Penn-Co, located about an hour east of Winnipeg in Steinbach, told APTN it was aware of the eviction and criminal allegations.

Rick Penner, the company’s vice-president of Human Resources, confirmed his work crew was ordered to leave the community last week and said Penn-Co would cooperate with the investigation.

Sandy Bay Chief Trevor Prince and his councillors said in the resolution they took action after learning “workers employed by Pennco Construction and its sub trades have been accused of engaging in sexual acts with underage members of the Sandy Bay Ojibway First Nation community, which constitutes a serious violation of the rights and dignity of our community members.”

READ MORE: First Nations police investigating allegations young girl was sexually exploited

The resolution further stated the band would terminate any existing contracts with the company and report the criminal allegations to construction oversight bodies for investigation.

It would also form a task force to review and update its policies “regarding the engagement of contractors, sub trades, and outside entities who may enter its territory and … specifically focus on safeguarding the rights and protection of our community members.”

Prince did not respond to a request for comment from APTN on Wednesday. But he called the situation “troubling” in a post on his own Facebook page.

“First and foremost, I want to assure each and every one of you that the Band Council is taking these allegations extremely seriously,” the post said. “The safety and well-being of our vulnerable community members are our top priorities, and we will not tolerate any actions that jeopardize them.

“Swift action was taken to protect our community.”

One of the worker housing units in Sandy Bay Ojibway Nation. Photo: submitted

Prince confirmed a police investigation was underway and promised to keep community members informed. “Transparency is of utmost importance to us,” his post added, “and we want to ensure that the truth is discovered and justice is served.

“It is disheartening that such [alleged] incidents occur, especially considering the alarming number of Indigenous people who have been victimized and have gone missing across our nation.”

Prince did not elaborate on the crimes and disappearances he was referring to.

Manitoba First Nations Police Service has told APTN it received information about allegations of sexual offences involving a “victim, a minor.” “This investigation is fluid and ongoing,” said Insp. Jason Colon in an email. Colon noted his officers were not the ones to “escort” the workers out of the community.

Speaking out

Prince thanked community members for speaking out about the alleged offences.

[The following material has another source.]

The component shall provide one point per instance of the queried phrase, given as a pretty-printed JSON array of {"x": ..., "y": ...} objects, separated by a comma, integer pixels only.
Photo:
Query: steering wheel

“Your vigilance is truly commendable, and we encourage anyone with relevant information to come forward and assist in the investigation process,” his post said. “We are here to support you every step of the way.”

The band council resolution said support services like counselling would be made available to “any community members who may have been impacted by the alleged incidents, ensuring their well-being, safety, and access to justice.”

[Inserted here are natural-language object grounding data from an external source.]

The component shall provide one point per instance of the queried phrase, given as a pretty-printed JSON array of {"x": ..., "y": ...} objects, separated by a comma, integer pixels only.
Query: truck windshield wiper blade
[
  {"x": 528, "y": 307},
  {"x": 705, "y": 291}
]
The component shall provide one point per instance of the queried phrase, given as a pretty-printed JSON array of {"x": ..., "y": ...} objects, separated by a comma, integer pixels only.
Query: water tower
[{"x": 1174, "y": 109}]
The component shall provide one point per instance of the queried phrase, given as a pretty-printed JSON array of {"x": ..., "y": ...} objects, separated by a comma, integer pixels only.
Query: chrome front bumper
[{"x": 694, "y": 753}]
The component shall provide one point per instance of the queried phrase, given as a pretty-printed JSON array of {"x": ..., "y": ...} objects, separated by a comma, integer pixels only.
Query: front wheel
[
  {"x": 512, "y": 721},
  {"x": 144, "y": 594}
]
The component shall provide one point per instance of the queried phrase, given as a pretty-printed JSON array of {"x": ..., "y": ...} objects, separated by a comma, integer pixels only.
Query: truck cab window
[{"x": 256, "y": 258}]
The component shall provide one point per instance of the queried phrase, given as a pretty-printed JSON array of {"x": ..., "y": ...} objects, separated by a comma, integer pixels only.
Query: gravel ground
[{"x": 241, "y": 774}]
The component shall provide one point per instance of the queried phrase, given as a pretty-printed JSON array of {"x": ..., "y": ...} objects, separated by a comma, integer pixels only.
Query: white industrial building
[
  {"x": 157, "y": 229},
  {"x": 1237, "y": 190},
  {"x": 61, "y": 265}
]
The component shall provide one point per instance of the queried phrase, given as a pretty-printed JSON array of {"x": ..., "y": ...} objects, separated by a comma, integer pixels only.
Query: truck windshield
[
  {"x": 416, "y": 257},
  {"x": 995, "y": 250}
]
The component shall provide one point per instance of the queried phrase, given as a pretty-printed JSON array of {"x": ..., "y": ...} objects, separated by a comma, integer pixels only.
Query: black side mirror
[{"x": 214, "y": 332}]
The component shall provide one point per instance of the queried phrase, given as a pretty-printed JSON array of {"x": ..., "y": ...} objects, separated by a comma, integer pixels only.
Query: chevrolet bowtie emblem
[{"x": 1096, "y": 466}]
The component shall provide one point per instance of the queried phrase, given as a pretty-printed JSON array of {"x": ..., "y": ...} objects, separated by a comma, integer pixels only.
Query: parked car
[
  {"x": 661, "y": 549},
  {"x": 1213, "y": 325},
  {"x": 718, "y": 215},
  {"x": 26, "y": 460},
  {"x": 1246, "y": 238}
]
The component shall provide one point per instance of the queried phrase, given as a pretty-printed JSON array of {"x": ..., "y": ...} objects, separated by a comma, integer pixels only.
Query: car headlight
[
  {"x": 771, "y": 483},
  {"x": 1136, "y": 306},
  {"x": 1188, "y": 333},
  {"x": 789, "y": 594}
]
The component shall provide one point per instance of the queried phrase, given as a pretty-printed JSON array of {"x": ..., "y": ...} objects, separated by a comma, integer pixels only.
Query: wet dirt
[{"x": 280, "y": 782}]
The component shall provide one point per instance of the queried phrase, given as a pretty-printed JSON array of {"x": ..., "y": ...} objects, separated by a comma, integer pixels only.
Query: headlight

It further asked community members to report anything suspicious. “We assure you that your safety and confidentiality will be respected throughout the process,” it said.

The resolution does suggest there may be additional victims.

ICE Unit

Alaya McIvor, a member of the community and a sex-trafficking survivor, told APTN the Internet Child Exploitation or ICE Unit of Manitoba RCMP has been asked to assist with the investigation.

However, Manitoba RCMP did not respond when asked for confirmation by APTN.

McIvor said the workers lived in a handful of five-bedroom homes and ate meals prepared and served in the community. She said each bedroom housed one worker. “The reserve let them go from their employment and escorted them off the reserve after supporting and housing them,” McIvor said.

“My understanding is they were hand-delivered their BCR [band council resolution] and then shortly after escorted out and off the community.”

Indigenous Services Canada, which provides funding and guidance for the construction of water treatment plants on First Nations, has yet to provide information on the treatment plant construction project to APTN.